Yesterday, J. Benjamin Stevens, in one of my favorite blogs, the South Carolina Family Law Blog, had an interesting post with some good ideas to help you attain a good result from a divorce. There are some differences between Texas and other states' laws, but many of the points are very appropriate for anyone facing a divorce. Here is what he wrote, along with a few comments of mine
“The following tips can help you get a fair divorce and save you a great deal of time, stress, and money:
“Once you have made the difficult decision to end your marriage, begin to focus on the financial issues as soon as possible.” That's excellent advice. It may take a while to gather the records you need and the finances are very important both immediately and in the long run.
“Get a good attorney to ensure you receive an equitable settlement, and get the best attorney that you can afford.” That is very important. I have previously written about how to choose an attorney. You should make sure you have one who is qualified for the type of issues in your case. Experience and local knowledge are very important. Usually, a Board Certified Specialist in Family Law is a very experienced and knowledgeable attorney in that field.

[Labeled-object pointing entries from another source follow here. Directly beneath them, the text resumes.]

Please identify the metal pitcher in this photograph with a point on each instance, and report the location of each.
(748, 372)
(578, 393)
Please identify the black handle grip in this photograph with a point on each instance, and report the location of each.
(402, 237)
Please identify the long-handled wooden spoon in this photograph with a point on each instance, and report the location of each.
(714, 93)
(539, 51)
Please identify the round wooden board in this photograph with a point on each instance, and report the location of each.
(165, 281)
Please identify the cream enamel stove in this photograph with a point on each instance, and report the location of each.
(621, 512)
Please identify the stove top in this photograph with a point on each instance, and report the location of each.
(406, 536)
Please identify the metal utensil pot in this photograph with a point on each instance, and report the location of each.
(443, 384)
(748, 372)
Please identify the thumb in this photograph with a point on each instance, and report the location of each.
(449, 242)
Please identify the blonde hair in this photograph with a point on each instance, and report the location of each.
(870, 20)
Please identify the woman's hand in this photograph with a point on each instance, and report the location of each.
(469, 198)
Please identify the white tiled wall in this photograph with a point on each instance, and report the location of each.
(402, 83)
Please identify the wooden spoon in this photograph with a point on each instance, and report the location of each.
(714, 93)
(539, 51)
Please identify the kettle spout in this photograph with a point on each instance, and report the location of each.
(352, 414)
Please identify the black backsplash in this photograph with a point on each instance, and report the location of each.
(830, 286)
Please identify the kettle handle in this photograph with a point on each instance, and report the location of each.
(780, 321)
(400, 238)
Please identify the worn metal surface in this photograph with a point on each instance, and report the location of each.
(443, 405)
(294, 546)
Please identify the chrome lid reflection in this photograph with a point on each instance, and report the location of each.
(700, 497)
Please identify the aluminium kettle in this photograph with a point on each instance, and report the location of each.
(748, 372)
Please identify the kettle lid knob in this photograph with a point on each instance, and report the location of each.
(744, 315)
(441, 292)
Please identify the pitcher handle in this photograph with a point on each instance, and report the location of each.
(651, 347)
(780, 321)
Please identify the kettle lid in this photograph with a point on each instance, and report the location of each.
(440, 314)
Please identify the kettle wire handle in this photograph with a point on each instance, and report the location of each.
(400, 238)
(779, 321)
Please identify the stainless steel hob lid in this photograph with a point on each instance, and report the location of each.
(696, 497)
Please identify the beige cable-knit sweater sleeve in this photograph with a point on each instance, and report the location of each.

“Remember that most states determine the value of the marital assets (including retirement accounts) based on the date the case is filed with the Court.” That is not correct in Texas. Here, the value is determined at the date of division. If there are losses or gains in value (for example, stocks or retirement accounts) after the date of separation or the date of filing, they are taken into account when the value is determined by a judge on the trial date. If a case is settled in negotiation, the attorneys usually try to use the most recent values of assets and debts.
“Consider when to file your case and whether it might be worthwhile to file sooner or later if you know when significant financial events will occur, such as receiving a bonus at work.” Usually, that is not a factor in Texas since the value of the estate is determined at the time of division and there is a 60 day waiting period, beginning with the filing date, until the divorce can be granted. Occasionally, the date of filing can be significant, but most often timing can be affected by health, safety, emotional stability, financial need, or some other factors which can come into play. Sometimes filing is delayed so that the other party can adjust to the idea of divorce. Someone about to file for divorce should consider the whole situation before jumping into the process.

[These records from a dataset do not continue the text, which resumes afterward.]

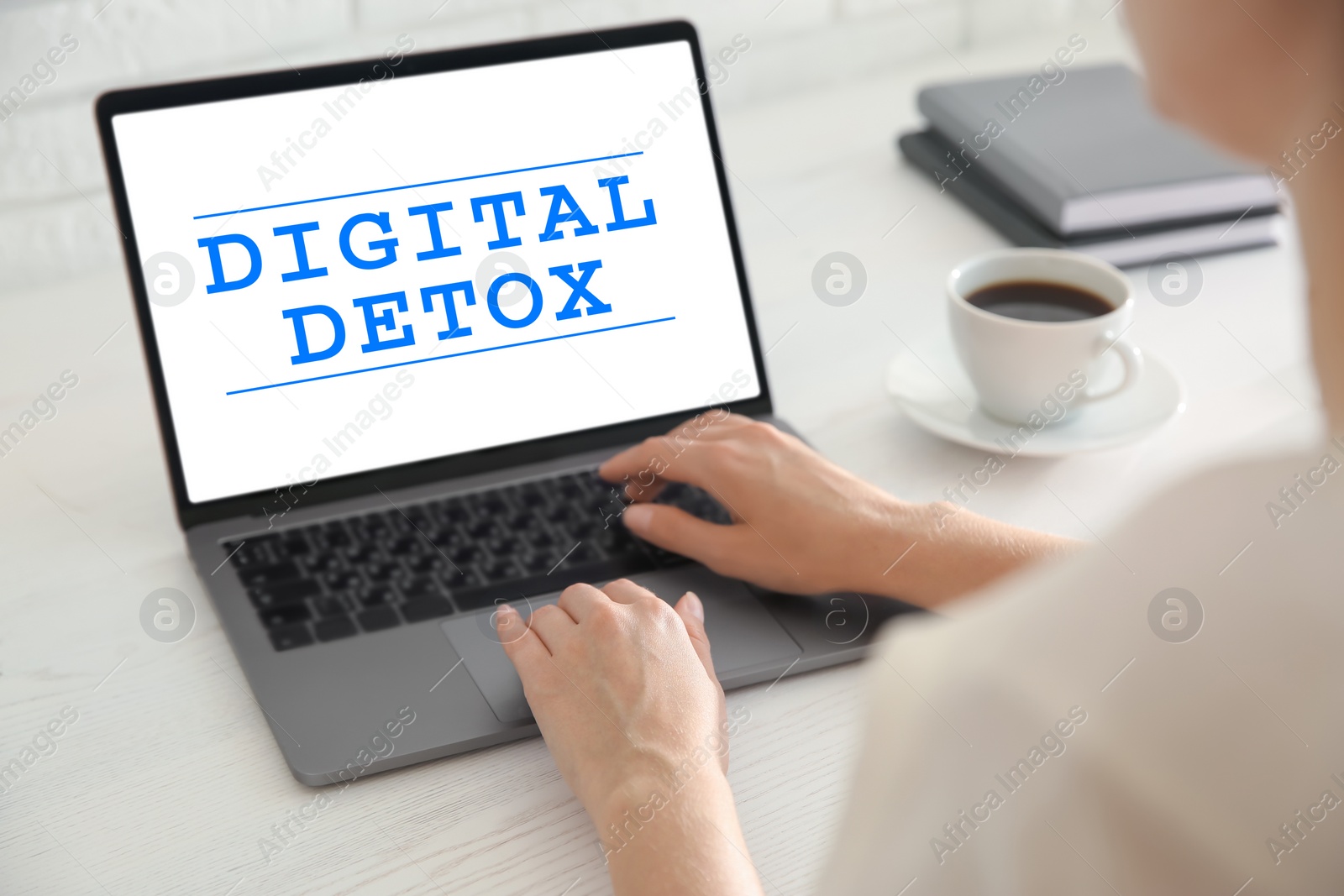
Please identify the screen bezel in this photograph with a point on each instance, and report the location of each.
(433, 469)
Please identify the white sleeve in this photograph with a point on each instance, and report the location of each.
(1047, 741)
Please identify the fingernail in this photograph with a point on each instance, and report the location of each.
(696, 606)
(638, 517)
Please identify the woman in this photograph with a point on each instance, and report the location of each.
(1005, 752)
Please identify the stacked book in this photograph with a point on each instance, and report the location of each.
(1084, 163)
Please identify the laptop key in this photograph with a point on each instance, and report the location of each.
(423, 609)
(335, 627)
(284, 614)
(378, 618)
(596, 573)
(275, 573)
(291, 637)
(329, 606)
(269, 595)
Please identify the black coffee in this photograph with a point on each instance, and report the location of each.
(1039, 301)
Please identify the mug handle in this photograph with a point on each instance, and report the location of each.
(1133, 360)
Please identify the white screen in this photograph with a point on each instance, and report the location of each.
(659, 329)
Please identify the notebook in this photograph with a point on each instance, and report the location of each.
(1139, 244)
(1086, 154)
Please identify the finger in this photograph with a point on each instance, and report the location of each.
(678, 458)
(625, 591)
(553, 626)
(521, 644)
(692, 614)
(578, 600)
(675, 530)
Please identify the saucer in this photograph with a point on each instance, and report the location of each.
(1139, 411)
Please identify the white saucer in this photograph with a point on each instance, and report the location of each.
(1129, 417)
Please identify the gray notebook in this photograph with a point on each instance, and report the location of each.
(1088, 154)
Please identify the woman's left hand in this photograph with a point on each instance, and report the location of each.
(624, 691)
(622, 688)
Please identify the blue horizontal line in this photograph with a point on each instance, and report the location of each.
(440, 358)
(428, 183)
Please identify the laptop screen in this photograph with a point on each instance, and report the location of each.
(414, 266)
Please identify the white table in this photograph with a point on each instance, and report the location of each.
(170, 779)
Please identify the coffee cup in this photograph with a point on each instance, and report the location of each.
(1028, 324)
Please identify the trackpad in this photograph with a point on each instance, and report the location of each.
(743, 634)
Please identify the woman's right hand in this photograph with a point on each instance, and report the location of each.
(804, 526)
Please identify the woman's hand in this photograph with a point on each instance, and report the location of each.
(624, 691)
(804, 526)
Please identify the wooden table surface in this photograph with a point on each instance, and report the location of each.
(168, 781)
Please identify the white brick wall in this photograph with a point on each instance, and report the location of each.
(54, 212)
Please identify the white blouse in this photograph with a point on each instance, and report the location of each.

“If the mortgage is listed in your name (or both names) and your spouse will receive the house, insist that he/she refinance to remove your name from the mortgage as soon as possible.” That is a good way to protect your credit. Leaving the house in both names without changing the mortgage is really dangerous.
“Make copies of all recent financial statements, so that your attorney will have an accurate listing of the accounts, balances, etc.” I would include virtually all financial documents, including all credit cards, bank records, stock information, retirement account records, and any other financial records. Gather up for your attorney all the records you can find and let the attorney decide what is needed and useful.
Bonus Comment: I recommend that you avoid using the word fair in discussing anything to do with divorce. Aside from the fact that fair is vague and impossible to pin down, courts just don't spend a lot of time evaluating fairness. Most importantly, what's fair to you is not likely to be considered fair by your spouse, and what your spouse thinks is fair would probably not pass a fairness test for you. It's really more useful and practical to figure out what your needs and goals are and try to meet them. That gives you a more specific target and you will know if you came out well.